A new study argues that while a warm-up can improve running performance and progressive training will lower the chance of developing an injury it may not be as effective as it was thought. Stretching can make the joints more flexible.
Runners have certain beliefs related to their routine, and exercises related to injury prevention tend to be popular among many. These beliefs encourage them to practice exercises that tend to be far from being optimal and effective. Among them, we can mention static stretching and low load strength training, which should increase performance.
The researchers themselves are physiotherapists, and they run during most of the week while also working with different runners that showcase various levels of strength and performance. Such myths were discussed quite often with the runners, and the researchers strived to offer advice.
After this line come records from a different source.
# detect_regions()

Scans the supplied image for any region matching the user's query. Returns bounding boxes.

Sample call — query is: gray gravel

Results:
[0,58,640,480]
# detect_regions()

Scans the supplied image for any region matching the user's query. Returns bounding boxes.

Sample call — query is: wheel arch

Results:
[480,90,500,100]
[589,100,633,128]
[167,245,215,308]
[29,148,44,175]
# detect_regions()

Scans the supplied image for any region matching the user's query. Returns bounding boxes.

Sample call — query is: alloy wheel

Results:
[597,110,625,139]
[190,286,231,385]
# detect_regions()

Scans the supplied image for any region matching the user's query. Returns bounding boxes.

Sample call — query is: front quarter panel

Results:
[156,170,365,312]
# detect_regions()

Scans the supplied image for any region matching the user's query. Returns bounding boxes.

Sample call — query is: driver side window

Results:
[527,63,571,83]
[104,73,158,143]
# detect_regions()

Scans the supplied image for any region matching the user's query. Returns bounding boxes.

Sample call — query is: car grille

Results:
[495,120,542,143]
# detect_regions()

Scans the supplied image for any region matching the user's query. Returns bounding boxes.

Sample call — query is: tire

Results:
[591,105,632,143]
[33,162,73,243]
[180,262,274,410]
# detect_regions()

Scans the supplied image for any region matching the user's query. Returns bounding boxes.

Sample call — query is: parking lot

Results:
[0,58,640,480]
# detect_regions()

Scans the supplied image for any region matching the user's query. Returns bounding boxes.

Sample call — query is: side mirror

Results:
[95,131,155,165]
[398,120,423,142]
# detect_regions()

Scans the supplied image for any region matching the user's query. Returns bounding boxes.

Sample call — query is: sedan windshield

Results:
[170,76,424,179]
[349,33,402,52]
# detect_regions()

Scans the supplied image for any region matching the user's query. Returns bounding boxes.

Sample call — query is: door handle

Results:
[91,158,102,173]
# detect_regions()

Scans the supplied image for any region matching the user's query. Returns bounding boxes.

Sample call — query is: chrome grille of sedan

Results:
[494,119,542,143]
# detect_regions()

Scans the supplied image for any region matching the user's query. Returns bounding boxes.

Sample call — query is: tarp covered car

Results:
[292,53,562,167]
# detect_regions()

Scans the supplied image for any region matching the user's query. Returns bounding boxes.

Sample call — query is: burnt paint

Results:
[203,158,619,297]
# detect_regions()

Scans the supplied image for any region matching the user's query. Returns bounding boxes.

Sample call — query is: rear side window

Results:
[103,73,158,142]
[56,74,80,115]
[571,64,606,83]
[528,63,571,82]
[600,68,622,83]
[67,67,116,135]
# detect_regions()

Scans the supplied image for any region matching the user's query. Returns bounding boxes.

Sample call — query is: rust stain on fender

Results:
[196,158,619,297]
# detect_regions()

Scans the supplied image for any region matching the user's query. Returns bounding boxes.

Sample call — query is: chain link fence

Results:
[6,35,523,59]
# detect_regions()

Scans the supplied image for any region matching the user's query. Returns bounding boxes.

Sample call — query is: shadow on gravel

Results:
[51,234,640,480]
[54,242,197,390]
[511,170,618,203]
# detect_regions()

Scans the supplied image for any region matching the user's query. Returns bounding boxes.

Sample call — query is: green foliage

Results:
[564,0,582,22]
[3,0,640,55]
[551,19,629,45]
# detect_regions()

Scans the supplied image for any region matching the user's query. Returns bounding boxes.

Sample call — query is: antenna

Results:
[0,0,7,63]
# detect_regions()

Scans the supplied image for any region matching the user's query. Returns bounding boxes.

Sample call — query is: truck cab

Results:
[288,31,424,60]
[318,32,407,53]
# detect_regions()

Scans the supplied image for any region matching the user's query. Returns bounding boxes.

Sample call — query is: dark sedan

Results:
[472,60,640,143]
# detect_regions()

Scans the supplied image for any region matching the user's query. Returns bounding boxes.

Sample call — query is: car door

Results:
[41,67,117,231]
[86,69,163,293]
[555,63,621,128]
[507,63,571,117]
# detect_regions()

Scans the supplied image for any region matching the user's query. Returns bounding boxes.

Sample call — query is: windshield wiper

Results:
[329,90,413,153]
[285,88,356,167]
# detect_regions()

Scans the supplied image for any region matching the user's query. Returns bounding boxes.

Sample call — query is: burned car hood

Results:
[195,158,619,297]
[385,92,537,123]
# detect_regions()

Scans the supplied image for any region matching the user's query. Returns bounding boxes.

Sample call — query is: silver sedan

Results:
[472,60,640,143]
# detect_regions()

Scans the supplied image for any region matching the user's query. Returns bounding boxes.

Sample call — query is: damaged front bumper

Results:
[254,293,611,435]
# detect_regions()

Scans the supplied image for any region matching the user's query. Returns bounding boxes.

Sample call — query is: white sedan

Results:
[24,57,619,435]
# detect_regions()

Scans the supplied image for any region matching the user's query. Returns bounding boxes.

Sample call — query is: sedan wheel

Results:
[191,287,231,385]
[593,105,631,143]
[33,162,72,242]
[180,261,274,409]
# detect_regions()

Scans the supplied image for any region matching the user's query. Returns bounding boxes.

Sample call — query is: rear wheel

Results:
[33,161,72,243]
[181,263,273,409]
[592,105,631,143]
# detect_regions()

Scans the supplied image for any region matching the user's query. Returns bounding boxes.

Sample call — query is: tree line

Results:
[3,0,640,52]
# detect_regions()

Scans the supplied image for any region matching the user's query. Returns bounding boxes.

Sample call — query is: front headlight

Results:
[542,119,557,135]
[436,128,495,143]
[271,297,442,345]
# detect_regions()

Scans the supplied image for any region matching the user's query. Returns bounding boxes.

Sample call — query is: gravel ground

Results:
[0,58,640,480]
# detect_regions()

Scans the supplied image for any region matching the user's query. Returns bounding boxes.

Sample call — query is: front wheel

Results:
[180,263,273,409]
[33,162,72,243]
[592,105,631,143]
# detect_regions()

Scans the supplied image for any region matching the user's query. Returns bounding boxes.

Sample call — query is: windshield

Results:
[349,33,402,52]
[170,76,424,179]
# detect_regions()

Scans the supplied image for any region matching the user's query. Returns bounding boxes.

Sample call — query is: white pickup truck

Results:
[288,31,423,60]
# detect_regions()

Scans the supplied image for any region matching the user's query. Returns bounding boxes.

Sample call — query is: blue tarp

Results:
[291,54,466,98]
Stretching Prevents Some Injuries But Not All
To help other runners the researchers created five infographics that focus on running myths, and they will be shared in the following months.
According to one of the myths muscle stretching, or keeping a muscle to the point of tension for 30 seconds will reduce injuries. Static stretching is also used to anticipate and prevent the delayed appearance of muscle soreness after intensive runs.
Running imposes stress on joints and soft tissues, increasing the risk of developing joint pains, shin splints, Achilles tendinitis, and the IT band syndrome. Such a problem will tend to surface when a runner increases the frequency, intensity, and duration of their run too quickly.
Before a fast race or a training session, six to eight dynamic stretching drills could improve the state of the joints. A short running burst is also useful. Instead of prioritizing stretching, the runners should focus more on select strength training exercises while also increasing their targets step-by-step.